Septembre 2018. Par le biais d’une note d’information publiée sur son site Web, British Airways reconnaît que son système d’information a été victime d’une intrusion entre la fin août et le début du mois de septembre. 

Plus précisément, « les données personnelles et financières des clients ayant réalisé ou modifié une réservation sur le site Web ou l’application mobile ont été compromises ». Et cela vaut pour les opérations effectuées entre le 21 août à 22h58 heure de Londres, et le 5 septembre à 21h45. Quelques 380 000 clients auraient été immédiatement concernés.

Que s’était-il passé ? Un bout de code JavaScript caché s’exécutait à l’insu des visiteurs – et des administrateurs. Il collectait les données de paiement et les transférait à un acteur malveillant. 

Dans ce cas particulier, le code était caché dans une version modifiée de la librairie Modernizr : « le changement était à la fin du script, une technique souvent observée lorsque les attaquants modifient des fichiers JavaScript en s’assurant de ne pas en affecter les fonctionnalités », expliquait Yonathan Klijnsma, alors analyste chez RiskIQ.

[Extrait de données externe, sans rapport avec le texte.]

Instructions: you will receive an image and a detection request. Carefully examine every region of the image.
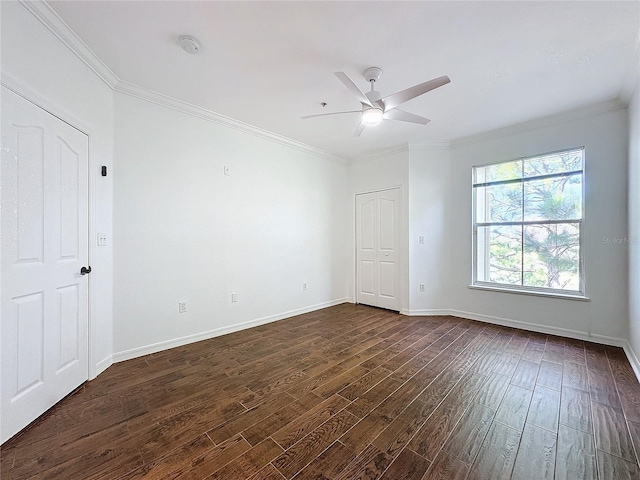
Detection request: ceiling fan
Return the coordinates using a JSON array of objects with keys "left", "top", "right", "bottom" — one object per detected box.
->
[{"left": 302, "top": 67, "right": 451, "bottom": 137}]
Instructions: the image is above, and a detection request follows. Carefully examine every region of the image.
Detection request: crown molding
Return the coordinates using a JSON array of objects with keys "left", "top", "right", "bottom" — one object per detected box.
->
[
  {"left": 19, "top": 0, "right": 348, "bottom": 166},
  {"left": 348, "top": 144, "right": 409, "bottom": 165},
  {"left": 450, "top": 98, "right": 627, "bottom": 149},
  {"left": 20, "top": 0, "right": 119, "bottom": 89},
  {"left": 1, "top": 72, "right": 94, "bottom": 136},
  {"left": 348, "top": 139, "right": 451, "bottom": 165},
  {"left": 114, "top": 80, "right": 348, "bottom": 165},
  {"left": 408, "top": 140, "right": 450, "bottom": 150},
  {"left": 619, "top": 30, "right": 640, "bottom": 104}
]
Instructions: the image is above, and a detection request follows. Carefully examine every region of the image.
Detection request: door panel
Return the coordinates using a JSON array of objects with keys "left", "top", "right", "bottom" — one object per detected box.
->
[
  {"left": 57, "top": 284, "right": 80, "bottom": 372},
  {"left": 14, "top": 292, "right": 45, "bottom": 398},
  {"left": 360, "top": 260, "right": 376, "bottom": 295},
  {"left": 379, "top": 262, "right": 396, "bottom": 298},
  {"left": 378, "top": 198, "right": 395, "bottom": 250},
  {"left": 16, "top": 126, "right": 45, "bottom": 262},
  {"left": 1, "top": 87, "right": 89, "bottom": 443},
  {"left": 59, "top": 138, "right": 81, "bottom": 260},
  {"left": 355, "top": 188, "right": 401, "bottom": 311},
  {"left": 360, "top": 199, "right": 375, "bottom": 251}
]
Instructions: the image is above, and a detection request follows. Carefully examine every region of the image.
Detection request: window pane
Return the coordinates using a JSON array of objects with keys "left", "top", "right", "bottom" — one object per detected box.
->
[
  {"left": 523, "top": 149, "right": 583, "bottom": 177},
  {"left": 474, "top": 160, "right": 522, "bottom": 184},
  {"left": 475, "top": 183, "right": 523, "bottom": 223},
  {"left": 523, "top": 223, "right": 580, "bottom": 291},
  {"left": 477, "top": 225, "right": 522, "bottom": 285},
  {"left": 523, "top": 173, "right": 582, "bottom": 221}
]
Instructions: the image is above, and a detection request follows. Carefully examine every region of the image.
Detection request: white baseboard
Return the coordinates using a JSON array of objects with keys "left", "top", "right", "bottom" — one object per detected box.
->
[
  {"left": 402, "top": 309, "right": 454, "bottom": 316},
  {"left": 108, "top": 300, "right": 640, "bottom": 385},
  {"left": 404, "top": 307, "right": 640, "bottom": 383},
  {"left": 622, "top": 340, "right": 640, "bottom": 383},
  {"left": 112, "top": 298, "right": 349, "bottom": 363},
  {"left": 449, "top": 309, "right": 626, "bottom": 348},
  {"left": 93, "top": 355, "right": 113, "bottom": 379}
]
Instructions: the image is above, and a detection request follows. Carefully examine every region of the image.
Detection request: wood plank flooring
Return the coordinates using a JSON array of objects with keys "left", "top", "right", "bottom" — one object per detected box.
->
[{"left": 2, "top": 303, "right": 640, "bottom": 479}]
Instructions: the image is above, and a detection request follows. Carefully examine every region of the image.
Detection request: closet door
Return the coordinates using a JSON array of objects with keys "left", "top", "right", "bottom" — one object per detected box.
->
[{"left": 355, "top": 188, "right": 400, "bottom": 311}]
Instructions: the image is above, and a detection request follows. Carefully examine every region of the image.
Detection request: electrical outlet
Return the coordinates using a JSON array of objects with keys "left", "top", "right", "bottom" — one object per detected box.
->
[
  {"left": 231, "top": 292, "right": 238, "bottom": 303},
  {"left": 178, "top": 301, "right": 187, "bottom": 313},
  {"left": 418, "top": 236, "right": 425, "bottom": 244},
  {"left": 224, "top": 165, "right": 231, "bottom": 176},
  {"left": 302, "top": 282, "right": 307, "bottom": 291},
  {"left": 419, "top": 283, "right": 425, "bottom": 292},
  {"left": 97, "top": 233, "right": 107, "bottom": 246}
]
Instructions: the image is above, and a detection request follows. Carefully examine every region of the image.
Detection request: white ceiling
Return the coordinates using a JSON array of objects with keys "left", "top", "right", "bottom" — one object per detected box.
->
[{"left": 50, "top": 1, "right": 639, "bottom": 160}]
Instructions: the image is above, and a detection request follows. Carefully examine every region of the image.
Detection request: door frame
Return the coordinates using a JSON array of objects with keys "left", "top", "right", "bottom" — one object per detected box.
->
[
  {"left": 1, "top": 74, "right": 98, "bottom": 380},
  {"left": 353, "top": 185, "right": 405, "bottom": 312}
]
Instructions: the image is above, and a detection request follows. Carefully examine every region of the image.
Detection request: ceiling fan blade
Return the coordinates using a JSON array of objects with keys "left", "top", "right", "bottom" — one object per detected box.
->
[
  {"left": 301, "top": 110, "right": 361, "bottom": 120},
  {"left": 383, "top": 109, "right": 431, "bottom": 125},
  {"left": 353, "top": 122, "right": 366, "bottom": 137},
  {"left": 380, "top": 75, "right": 451, "bottom": 111},
  {"left": 334, "top": 72, "right": 373, "bottom": 107}
]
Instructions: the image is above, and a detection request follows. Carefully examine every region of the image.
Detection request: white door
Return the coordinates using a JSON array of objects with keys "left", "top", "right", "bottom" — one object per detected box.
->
[
  {"left": 1, "top": 87, "right": 89, "bottom": 443},
  {"left": 355, "top": 188, "right": 401, "bottom": 311}
]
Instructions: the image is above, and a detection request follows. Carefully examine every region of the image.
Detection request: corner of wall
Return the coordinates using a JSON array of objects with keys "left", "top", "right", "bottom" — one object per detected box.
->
[{"left": 627, "top": 72, "right": 640, "bottom": 381}]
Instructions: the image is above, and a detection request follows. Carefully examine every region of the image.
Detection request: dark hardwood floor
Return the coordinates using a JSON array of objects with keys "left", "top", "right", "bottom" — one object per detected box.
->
[{"left": 2, "top": 303, "right": 640, "bottom": 479}]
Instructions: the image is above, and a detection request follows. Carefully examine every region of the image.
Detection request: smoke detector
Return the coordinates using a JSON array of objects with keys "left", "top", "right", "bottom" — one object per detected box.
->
[{"left": 179, "top": 35, "right": 200, "bottom": 54}]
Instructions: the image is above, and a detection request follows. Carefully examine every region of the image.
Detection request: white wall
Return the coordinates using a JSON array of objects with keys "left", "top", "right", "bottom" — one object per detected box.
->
[
  {"left": 448, "top": 108, "right": 629, "bottom": 341},
  {"left": 1, "top": 2, "right": 115, "bottom": 376},
  {"left": 347, "top": 150, "right": 410, "bottom": 310},
  {"left": 408, "top": 147, "right": 452, "bottom": 313},
  {"left": 2, "top": 1, "right": 635, "bottom": 379},
  {"left": 629, "top": 79, "right": 640, "bottom": 362},
  {"left": 112, "top": 93, "right": 348, "bottom": 357}
]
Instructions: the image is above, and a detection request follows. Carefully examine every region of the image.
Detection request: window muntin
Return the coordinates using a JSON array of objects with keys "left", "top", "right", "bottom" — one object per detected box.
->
[{"left": 472, "top": 148, "right": 584, "bottom": 296}]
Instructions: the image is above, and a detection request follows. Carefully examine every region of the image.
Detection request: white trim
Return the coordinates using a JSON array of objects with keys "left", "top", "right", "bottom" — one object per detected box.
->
[
  {"left": 468, "top": 284, "right": 590, "bottom": 302},
  {"left": 449, "top": 309, "right": 625, "bottom": 347},
  {"left": 114, "top": 81, "right": 347, "bottom": 165},
  {"left": 1, "top": 73, "right": 93, "bottom": 136},
  {"left": 622, "top": 340, "right": 640, "bottom": 384},
  {"left": 403, "top": 306, "right": 640, "bottom": 383},
  {"left": 450, "top": 99, "right": 627, "bottom": 149},
  {"left": 402, "top": 309, "right": 452, "bottom": 316},
  {"left": 18, "top": 1, "right": 634, "bottom": 165},
  {"left": 19, "top": 0, "right": 119, "bottom": 88},
  {"left": 94, "top": 355, "right": 113, "bottom": 378},
  {"left": 409, "top": 141, "right": 451, "bottom": 151},
  {"left": 112, "top": 298, "right": 349, "bottom": 363},
  {"left": 348, "top": 141, "right": 452, "bottom": 165},
  {"left": 349, "top": 144, "right": 408, "bottom": 165},
  {"left": 18, "top": 1, "right": 347, "bottom": 166}
]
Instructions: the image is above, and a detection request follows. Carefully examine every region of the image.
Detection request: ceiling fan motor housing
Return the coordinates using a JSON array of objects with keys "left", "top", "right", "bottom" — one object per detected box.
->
[
  {"left": 366, "top": 90, "right": 382, "bottom": 102},
  {"left": 364, "top": 67, "right": 383, "bottom": 83}
]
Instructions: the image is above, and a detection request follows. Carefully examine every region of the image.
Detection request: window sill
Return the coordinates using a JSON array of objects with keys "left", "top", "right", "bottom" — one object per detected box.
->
[{"left": 468, "top": 284, "right": 590, "bottom": 301}]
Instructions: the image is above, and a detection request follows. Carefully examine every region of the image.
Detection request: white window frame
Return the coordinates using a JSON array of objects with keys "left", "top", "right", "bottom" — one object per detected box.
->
[{"left": 471, "top": 147, "right": 587, "bottom": 300}]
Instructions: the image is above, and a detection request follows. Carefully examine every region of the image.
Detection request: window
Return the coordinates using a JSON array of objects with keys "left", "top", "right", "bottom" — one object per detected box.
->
[{"left": 472, "top": 148, "right": 585, "bottom": 297}]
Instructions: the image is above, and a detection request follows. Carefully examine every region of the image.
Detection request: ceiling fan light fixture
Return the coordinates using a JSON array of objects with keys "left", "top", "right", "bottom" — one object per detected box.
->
[{"left": 362, "top": 107, "right": 383, "bottom": 125}]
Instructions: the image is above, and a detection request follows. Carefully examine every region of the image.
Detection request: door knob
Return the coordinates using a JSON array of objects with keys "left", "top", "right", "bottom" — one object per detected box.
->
[
  {"left": 385, "top": 253, "right": 389, "bottom": 256},
  {"left": 80, "top": 266, "right": 92, "bottom": 275}
]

Ce 22 décembre 2023, Europol a annoncé que 443 sites marchands avaient été alertés d’une compromission comparable les affectant et, en conséquence, leurs clients. 

Dans un communiqué, Europol indique ainsi être intervenu avec « les autorités policières de 17 pays et l'Agence européenne pour la cybersécurité (ENISA) », ainsi que « Group-IB et Sansec, pour lutter contre les attaques d'écrémage numérique » - du skimming.

L’opération a duré deux mois et a fait appels aux « équipes nationales de réponse aux incidents de sécurité informatique (CSIRT) ». Elle a permis « d'informer 443 commerçants en ligne que les données des cartes de crédit ou de paiement de leurs clients avaient été compromises ».

Europol rappelle que « les attaques en écrémage numérique peuvent passer inaperçues pendant longtemps. Les informations relatives aux cartes de paiement ou de crédit volées à la suite de ces actes criminels sont souvent mises en vente sur des places de marché illicites du darknet ». 

En outre, « les clients ne savent généralement pas que leurs données de paiement ont été compromises jusqu'à ce que les criminels les aient déjà utilisées pour effectuer une transaction non autorisée ».